Another step on the path

Looks like I am about to be on the move again. I’ve been back in Ghana for a little over a year now spending time with the family, working at an interesting and intellectually fulfilling job and getting back to scratching my martial arts itch with Judo (In the process of which I also began to eat properly again and shed about 15-20 lbs of accumulated fat from being sedentary earlier)

In that time I’ve

  • Seen my grandmother dance at her 90th birthday
  • Seen my father turn 60
  • Connected with parts of the family I didn’t know as well as I wanted to
  • Started to find the physical and mental discipline I used to have
  • Started writing again (more on that soon)
  • Become a much better coder

Now its time to move on. Starting in a little over a month I return to graduate academia, this time in the heart of London(back to Physics too btw). I’m really looking forward to this. I’m a lot more prepared for this than I have ever been and it’ll be nice to put my brain back on the high speed treadmill and see what happens. With luck I’ll still get to hit people on the side. Maybe get someone to teach me the basics of parkour too.

Wish me luck people


9 Comments on “Another step on the path”

  1. Benin Mwangi says:


    Hi thanks for the visit on Benin Mwangi. So you are a physicist? My dad taught physics in Ghana at UCC. One of his students became the first person to get a Ph.D. in physics from a Ghanaian university.

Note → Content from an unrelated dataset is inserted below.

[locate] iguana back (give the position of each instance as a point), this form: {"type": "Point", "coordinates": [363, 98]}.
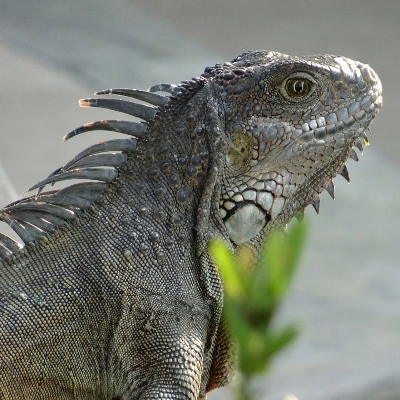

    So, what was it like meeting Kofi Annan?

  2. kwasi says:

    Thanks Benin. You have a very interesting blog.

    Yeah, I’m a Physicist. I’ve actually been to UCC’s department and they are pretty impressive. What was your dad’s name? I’ll see if I can find anyone who still remembers him.

    As for Kofi Annan…. He was smaller than I expected. He came across as one of those quiet observer types who examines a situation extensively before committing himself. This was on the basis of about a 3 minute conversation though so I’d take it with a grain of salt. Plus I was definitely starstruck.

  3. Nell says:

    Congratulations! Any university should consider itself very lucky to have you for a student. I wish you much success and hope it is intensely interesting. (Also, I saw a brief documentary film on parkour recently and thought it was beautiful and fascinating. It should go well with physics, I hope you find a good teacher.)

  4. kwasi says:

    Thanks to both of you ūüôā

  5. Benin Mwangi says:


    My dad name is Dr. Charles Brown aka Nana Kwado Amoah. Its a tiny world, isnt it.

    There was a professor who worked w. my dad Prof. Ayensu and my dad was invited by Prof Allotey

  6. kwasi says:


    Its a really tiny world. I’ve met Prof. Ayensu once or twice and just about every Ghanaian scientist knows who Prof. Allotey is.

    One of these days it would be fun to get a history of how the hard sciences developed in Ghana and the people who made it happen

  7. Benin Mwangi says:


    Yes, Prof Ayensu is some character isnt he? There was another gentleman too, I think his name was Prof Adjeypong who worked with my father too and is also a physicist.

    And I guess you are right even outside of Ghana, Prof Allotey is known as a godfather to up and coming international scientists.

    Thats a great idea on the historical sketch of Ghana’s scientific community.

  8. Florence French says:

    Hello Kwasi,

    How I stumbled upon your blog I do not know but I am so glad I did. I really appreciate a man who can so eloquently express his feelings. I am sorry for your loses of family members.

    I had a good friend from Ghana when I was studying at St. John’s Univeristy in New York, his name was Kweku Amonnu. We have lost touch over the years, probably my fault, but I have mostly only good memories of him.

    Thank you for expressing yourself so freely.